You will leave the Sprint with a prototype of your idea, product or feature that has been tested by a targeted selection of people. Additionally, we will supply an outcome of the test document with the positive and negative findings, and suggestions on how to improve these.
After the Design Sprint, next effective steps might include a Design & Build process where we take the prototype to the next level. Some clients may also choose to take the prototype to another studio or in-house team – no strings attached.
A Design Sprint process is very intense which is why there’s a clear structure to follow. Each member of the team plays a specific role in the sprint, with four main disciplines:
The decider knows everything about the company or product we are working for. They should be either a product owner or manager with the power to make decisions. There is no more than one decider in any Design Sprint.
The facilitator takes care of everything related to process and timebox. They are knowledgeable on the Design Sprint topic and often work in a management position.
Unsurprisingly, he or she builds the prototype and usually works as a UX / UI designer or front-end developer. They should be familiar with tools like InVision, Framer, Webflow and Sketch.
The creative generates new ideas, directs the user experience and makes sure the prototype contains smart solutions. They usually work as a creative director.
For every client we put together a dedicated team that is committed to working on the Design Sprint for a set 5-day period.
We map and identify the problem, analyze the question, and evaluate usability, feasibility, and viability. We set out a long-term goal and then select a target based on this. It should be a piece of the problem which can realistically be solved within the 5 days.

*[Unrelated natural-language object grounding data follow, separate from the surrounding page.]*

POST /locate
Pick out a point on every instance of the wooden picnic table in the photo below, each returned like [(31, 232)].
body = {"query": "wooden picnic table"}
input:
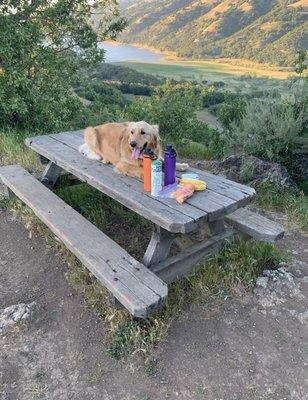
[(222, 202)]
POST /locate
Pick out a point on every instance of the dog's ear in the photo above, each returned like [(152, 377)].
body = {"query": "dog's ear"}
[(156, 128), (156, 137)]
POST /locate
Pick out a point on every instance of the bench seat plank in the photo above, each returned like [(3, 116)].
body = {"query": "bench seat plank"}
[(137, 288), (255, 225), (208, 205), (121, 188)]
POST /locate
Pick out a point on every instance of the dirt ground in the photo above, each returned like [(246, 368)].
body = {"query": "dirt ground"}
[(251, 347)]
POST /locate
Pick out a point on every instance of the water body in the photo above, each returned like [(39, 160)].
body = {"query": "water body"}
[(118, 52)]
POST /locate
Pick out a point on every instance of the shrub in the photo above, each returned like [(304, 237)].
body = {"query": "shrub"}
[(270, 126), (43, 48), (173, 108)]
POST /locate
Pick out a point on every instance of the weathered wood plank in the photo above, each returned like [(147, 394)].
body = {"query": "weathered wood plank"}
[(123, 189), (177, 266), (138, 289), (255, 225), (201, 207), (50, 175), (159, 246), (231, 189), (75, 139)]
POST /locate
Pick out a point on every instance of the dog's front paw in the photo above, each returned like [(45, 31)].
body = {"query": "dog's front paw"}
[(119, 170)]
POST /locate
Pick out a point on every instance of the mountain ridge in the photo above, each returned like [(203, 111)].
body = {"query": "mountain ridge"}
[(265, 31)]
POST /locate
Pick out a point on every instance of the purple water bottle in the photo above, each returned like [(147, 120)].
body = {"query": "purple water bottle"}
[(169, 165)]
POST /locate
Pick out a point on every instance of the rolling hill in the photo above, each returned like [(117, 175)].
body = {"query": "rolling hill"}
[(266, 31)]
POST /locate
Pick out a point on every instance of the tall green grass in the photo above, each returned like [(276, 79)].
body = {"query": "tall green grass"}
[(14, 151)]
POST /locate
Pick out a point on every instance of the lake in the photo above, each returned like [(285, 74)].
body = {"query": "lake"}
[(118, 52), (151, 62)]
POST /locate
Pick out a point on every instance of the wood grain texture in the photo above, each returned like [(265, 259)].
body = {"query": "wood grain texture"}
[(255, 225), (175, 267), (126, 190), (159, 246), (50, 175), (221, 198), (137, 288), (208, 205)]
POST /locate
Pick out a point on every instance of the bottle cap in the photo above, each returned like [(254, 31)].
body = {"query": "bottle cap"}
[(149, 153), (170, 149)]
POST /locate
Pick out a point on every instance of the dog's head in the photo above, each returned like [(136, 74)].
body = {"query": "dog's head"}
[(141, 136)]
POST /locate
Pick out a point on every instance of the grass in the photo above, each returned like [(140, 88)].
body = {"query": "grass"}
[(234, 269), (238, 79), (293, 206), (13, 150)]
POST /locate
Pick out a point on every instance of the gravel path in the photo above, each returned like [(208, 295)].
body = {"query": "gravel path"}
[(251, 347)]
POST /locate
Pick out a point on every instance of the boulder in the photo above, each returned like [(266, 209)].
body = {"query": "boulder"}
[(249, 170)]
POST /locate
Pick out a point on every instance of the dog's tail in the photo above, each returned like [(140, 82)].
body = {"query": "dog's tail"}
[(91, 143)]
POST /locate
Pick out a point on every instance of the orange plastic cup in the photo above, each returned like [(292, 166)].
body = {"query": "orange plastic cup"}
[(147, 173), (148, 156)]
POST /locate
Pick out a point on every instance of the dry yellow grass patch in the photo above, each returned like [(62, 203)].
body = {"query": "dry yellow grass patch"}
[(300, 3), (246, 6), (269, 26), (221, 8), (211, 28)]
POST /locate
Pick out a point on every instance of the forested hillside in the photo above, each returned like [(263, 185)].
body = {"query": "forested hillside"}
[(267, 31)]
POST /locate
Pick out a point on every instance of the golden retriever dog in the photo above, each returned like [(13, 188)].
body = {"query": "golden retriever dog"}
[(122, 145)]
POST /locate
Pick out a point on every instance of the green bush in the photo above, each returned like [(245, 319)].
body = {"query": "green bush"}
[(39, 61), (172, 107), (231, 110), (270, 126)]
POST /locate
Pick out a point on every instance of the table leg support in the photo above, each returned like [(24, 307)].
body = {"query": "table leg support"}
[(159, 246), (217, 226), (50, 175)]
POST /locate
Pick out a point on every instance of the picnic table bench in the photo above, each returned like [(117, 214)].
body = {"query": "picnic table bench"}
[(140, 286)]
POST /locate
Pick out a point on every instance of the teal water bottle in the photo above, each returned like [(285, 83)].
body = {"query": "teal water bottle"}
[(156, 177)]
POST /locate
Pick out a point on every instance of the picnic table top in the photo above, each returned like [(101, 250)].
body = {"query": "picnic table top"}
[(222, 197)]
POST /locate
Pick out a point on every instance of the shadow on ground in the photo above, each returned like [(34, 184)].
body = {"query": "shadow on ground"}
[(244, 348)]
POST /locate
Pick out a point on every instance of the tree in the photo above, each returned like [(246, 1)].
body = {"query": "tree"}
[(44, 44)]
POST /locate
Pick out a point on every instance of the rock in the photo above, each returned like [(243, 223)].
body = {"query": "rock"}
[(275, 286), (15, 314), (248, 169), (262, 281)]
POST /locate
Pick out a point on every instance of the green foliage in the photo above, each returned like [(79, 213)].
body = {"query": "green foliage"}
[(231, 110), (42, 49), (267, 31), (270, 126), (131, 335), (293, 205), (301, 65), (237, 265), (172, 107)]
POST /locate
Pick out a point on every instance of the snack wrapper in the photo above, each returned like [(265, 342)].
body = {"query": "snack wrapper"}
[(183, 193)]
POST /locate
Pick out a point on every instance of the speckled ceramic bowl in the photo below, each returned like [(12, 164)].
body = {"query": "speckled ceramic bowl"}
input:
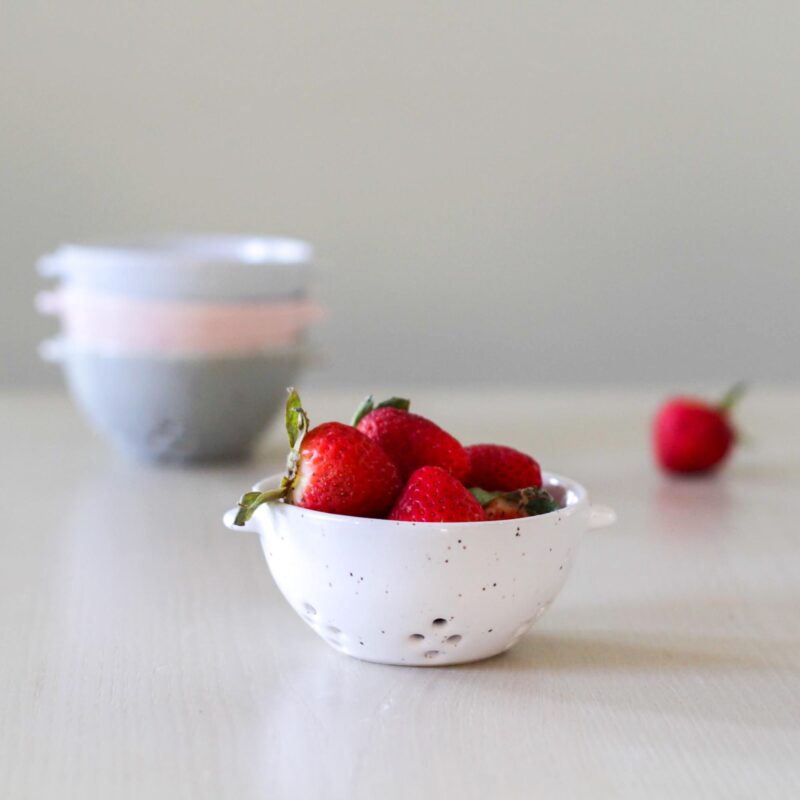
[(178, 407), (421, 593)]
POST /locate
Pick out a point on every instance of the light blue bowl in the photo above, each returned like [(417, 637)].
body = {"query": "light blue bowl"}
[(178, 408), (223, 268)]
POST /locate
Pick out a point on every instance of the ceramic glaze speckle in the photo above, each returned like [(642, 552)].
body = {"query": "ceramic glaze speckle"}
[(422, 594)]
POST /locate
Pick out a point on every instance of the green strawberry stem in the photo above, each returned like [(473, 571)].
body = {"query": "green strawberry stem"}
[(296, 428), (531, 501), (732, 397), (368, 404), (252, 500)]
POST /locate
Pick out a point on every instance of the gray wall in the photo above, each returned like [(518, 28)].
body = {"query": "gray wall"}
[(503, 191)]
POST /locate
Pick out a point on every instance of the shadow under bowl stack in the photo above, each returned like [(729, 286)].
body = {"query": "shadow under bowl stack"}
[(180, 348)]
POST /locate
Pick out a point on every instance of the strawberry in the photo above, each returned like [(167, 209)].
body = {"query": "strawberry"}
[(692, 436), (332, 468), (528, 502), (494, 467), (432, 494), (409, 440)]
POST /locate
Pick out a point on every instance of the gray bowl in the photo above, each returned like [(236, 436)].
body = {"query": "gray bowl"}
[(178, 408), (203, 268)]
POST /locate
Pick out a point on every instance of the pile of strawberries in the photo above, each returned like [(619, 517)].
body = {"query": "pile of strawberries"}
[(398, 465)]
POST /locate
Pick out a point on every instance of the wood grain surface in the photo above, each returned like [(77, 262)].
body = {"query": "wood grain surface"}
[(146, 653)]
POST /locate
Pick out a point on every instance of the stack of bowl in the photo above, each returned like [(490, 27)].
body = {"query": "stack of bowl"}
[(180, 348)]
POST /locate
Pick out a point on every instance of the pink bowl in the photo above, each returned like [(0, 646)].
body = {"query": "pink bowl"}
[(144, 325)]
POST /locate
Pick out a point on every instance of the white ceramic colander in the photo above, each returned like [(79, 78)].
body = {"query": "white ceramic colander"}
[(422, 593)]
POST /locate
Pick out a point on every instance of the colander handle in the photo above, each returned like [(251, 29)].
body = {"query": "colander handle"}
[(248, 527), (601, 517)]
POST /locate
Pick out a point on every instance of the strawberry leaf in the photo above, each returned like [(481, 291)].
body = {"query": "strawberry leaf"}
[(368, 404), (296, 419), (296, 429), (732, 397), (484, 497), (530, 502)]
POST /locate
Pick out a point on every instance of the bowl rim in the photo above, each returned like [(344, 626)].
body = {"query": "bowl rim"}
[(577, 498), (180, 250)]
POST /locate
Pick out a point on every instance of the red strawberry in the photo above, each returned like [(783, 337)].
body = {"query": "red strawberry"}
[(692, 436), (332, 468), (409, 440), (528, 502), (433, 495), (497, 468)]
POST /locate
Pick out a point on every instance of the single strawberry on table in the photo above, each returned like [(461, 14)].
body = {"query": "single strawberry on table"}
[(691, 436), (495, 467), (332, 467), (432, 494), (411, 441)]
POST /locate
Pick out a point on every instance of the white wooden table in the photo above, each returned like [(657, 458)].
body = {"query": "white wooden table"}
[(145, 652)]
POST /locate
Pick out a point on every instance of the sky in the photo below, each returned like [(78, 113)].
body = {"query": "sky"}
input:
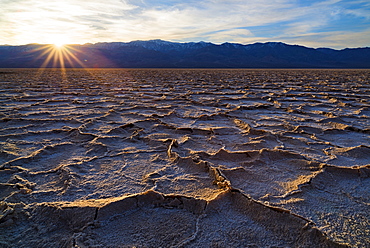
[(332, 23)]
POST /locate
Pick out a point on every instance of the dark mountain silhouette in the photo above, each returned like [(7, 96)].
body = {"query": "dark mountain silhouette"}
[(165, 54)]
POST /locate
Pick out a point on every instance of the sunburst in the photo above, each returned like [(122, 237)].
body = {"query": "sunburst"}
[(58, 54)]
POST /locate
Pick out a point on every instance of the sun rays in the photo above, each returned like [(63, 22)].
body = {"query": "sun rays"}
[(59, 55)]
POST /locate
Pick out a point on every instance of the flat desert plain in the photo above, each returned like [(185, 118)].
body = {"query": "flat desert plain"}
[(184, 158)]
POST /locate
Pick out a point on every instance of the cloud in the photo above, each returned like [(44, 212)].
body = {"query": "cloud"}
[(210, 20)]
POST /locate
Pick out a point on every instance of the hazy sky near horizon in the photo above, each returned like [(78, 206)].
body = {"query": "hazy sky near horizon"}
[(332, 23)]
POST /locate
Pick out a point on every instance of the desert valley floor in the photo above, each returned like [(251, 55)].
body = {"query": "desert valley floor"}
[(184, 158)]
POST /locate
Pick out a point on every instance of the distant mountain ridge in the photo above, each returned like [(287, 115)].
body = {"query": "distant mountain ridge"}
[(166, 54)]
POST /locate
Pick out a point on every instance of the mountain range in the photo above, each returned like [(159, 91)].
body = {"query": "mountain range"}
[(165, 54)]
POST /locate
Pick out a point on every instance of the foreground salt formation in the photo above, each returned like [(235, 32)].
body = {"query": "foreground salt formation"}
[(185, 158)]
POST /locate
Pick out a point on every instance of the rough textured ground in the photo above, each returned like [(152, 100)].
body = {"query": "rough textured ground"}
[(185, 158)]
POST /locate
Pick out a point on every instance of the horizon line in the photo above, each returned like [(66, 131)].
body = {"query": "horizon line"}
[(180, 42)]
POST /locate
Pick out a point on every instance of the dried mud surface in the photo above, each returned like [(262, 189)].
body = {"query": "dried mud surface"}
[(185, 158)]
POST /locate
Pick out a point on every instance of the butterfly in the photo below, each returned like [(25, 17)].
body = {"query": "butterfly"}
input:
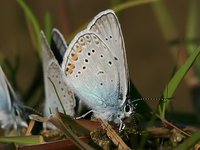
[(96, 70), (57, 94), (12, 112)]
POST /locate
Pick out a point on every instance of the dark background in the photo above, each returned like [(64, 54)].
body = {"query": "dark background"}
[(149, 58)]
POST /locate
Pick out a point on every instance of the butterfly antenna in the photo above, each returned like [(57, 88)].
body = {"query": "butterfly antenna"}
[(152, 99)]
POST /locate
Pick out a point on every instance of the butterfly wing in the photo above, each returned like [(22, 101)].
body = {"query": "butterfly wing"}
[(107, 27), (56, 88), (91, 71), (58, 45)]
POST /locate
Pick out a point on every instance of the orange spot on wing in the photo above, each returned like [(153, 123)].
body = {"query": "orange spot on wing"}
[(70, 68), (79, 49)]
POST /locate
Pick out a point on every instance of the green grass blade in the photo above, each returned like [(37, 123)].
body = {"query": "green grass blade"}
[(175, 81), (192, 26), (23, 140), (190, 142), (34, 23)]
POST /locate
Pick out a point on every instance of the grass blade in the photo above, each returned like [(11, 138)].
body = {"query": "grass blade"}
[(190, 142)]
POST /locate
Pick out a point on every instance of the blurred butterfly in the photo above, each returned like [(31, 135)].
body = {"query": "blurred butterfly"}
[(12, 112), (95, 68), (57, 94)]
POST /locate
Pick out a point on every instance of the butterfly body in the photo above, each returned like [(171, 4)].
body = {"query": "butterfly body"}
[(57, 94), (96, 69)]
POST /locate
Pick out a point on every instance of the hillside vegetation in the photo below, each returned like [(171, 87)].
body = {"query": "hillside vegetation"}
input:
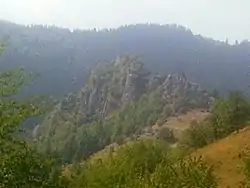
[(120, 101), (62, 57), (128, 126)]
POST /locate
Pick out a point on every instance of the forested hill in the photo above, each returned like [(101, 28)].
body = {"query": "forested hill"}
[(62, 57), (120, 101)]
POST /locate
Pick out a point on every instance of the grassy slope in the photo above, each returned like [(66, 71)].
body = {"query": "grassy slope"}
[(225, 156)]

On Tuesday we begin to focus on solutions. We set out inspirations and review existing ideas. We then begin generating sketches based on these solutions, and start preparing the user testing which will take place on Friday.
After two days of heavy lifting, it’s good to switch things around on the third day. On this day we review and select the best solutions to have come out of Tuesday’s session and decide which is best suited to solve the problem. This forms the foundation of our prototype.
Let’s start the build! The final sketch is now translated into a prototype to make the product testable. We use software such as InVision, Atomic, and Webflow to bring it to life.
On Friday we have 3 to 5 testers come over to the office and ask them to interact with the prototype. These sessions are recorded for later documentation and provide key insight into how people react to the solution we created. The results of this will help guide our next step.
And that’s the complete Design Sprint process. A great tool for quickly validating ideas, assumptions, and / or answering questions.